Which specific questions will you address and how will you get about to answer them?
Perturbations of RNA homeostasis are implicated in several human conditions, for which DM1 became the prototype. DM1 molecular pathogenesis involves the accumulation of toxic RNA transcripts in the cell nucleus, which alters primarily the activity of important RNA-binding proteins, such as the MBNL family of splicing regulators. MBNL proteins play a plethora of roles in RNA processing, including the regulation of alternative splicing, polyadenylation and intracellular trafficking of transcripts. Such features are extremely important in the highly ramified and compartmentalised cells of the brain, like the astrocytes. In this project we will investigate how the accumulation of toxic RNA disturbs astrocyte function through altered MBNL protein activity and defective RNA processing, and how these defects ultimately lead to brain dysfunction. We will combine subcellular transcriptomics, bioinformatics and high-resolution imaging to elucidate the mechanisms behind DM1 brain disease in unique transgenic mouse models of DM1, as well as in human pluripotent stem cells and organoids.
How was the research consortium put together?

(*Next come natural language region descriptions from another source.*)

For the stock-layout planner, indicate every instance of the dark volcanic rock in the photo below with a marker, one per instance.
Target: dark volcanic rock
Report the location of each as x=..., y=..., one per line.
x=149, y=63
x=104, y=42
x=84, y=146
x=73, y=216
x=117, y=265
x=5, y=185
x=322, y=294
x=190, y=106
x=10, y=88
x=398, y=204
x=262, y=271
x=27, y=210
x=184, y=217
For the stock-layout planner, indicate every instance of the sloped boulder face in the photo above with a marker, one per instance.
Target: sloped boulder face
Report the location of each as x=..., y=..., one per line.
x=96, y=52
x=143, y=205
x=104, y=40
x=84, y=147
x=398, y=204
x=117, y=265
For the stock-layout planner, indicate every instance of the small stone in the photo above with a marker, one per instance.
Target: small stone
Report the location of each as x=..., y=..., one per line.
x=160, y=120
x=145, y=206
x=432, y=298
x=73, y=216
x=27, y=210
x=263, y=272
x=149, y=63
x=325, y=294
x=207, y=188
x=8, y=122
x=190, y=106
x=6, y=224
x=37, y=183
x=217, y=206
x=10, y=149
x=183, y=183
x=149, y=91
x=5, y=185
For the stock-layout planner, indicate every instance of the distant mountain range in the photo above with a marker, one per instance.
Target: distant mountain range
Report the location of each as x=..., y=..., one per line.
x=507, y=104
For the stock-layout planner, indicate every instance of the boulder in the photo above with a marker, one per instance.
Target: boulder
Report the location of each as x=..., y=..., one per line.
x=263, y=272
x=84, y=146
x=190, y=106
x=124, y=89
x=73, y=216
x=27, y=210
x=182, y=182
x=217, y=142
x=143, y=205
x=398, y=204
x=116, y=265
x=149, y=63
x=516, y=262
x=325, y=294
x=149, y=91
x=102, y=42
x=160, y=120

The integrative investigation of the molecular and cellular mechanisms of brain disease requires a multidisciplinary approach. This project brings together four partners with complementary expertise in DM1 pathogenesis and animal models (M. Gomes-Pereira); bioinformatics of splicing and gene expression (C.F. Bourgeois); human pluripotent stem cell and organoid models (C. Martinat); astrocyte cell biology, electrophysiology and mouse behaviour (N. Rouach). This is not the first time we are collaborating. When I first decided to study astrocytes in DM1, I approached the other partners. We have been working together for the last 5 years. We previously obtained ANR funding to demonstrate for the first time astroglia defects in DM1, and we co-authored a couple of papers, with other manuscripts currently in preparation. It turned out to be a very successful and exciting collaboration. I am happy we have the financial means to take this story further.
What is the expected impact of your project?
The debilitating neuropsychological manifestations of DM1 translate into learning problems at school in young patients, as well as poor professional and socioeconomic integration later in life. Resolving brain pathogenesis is a priority for the development of effective therapies.
The involvement of glial cells in DM1 will shape the design of future therapies. To ameliorate the cognitive and behavioural deficits in DM1, the correction of neuronal defects alone will not be enough. It will be important to develop therapeutic tools that will also target astrocytes, and most probably other non-neuronal cells. Through the identification of the molecular pathways perturbed in DM1, and the development of new mouse and human disease models, we will establish the grounds and powerful tools to respond to the urgent therapeutic needs for this condition. Finally, our results will uncover important aspects of RNA biology in brain cells.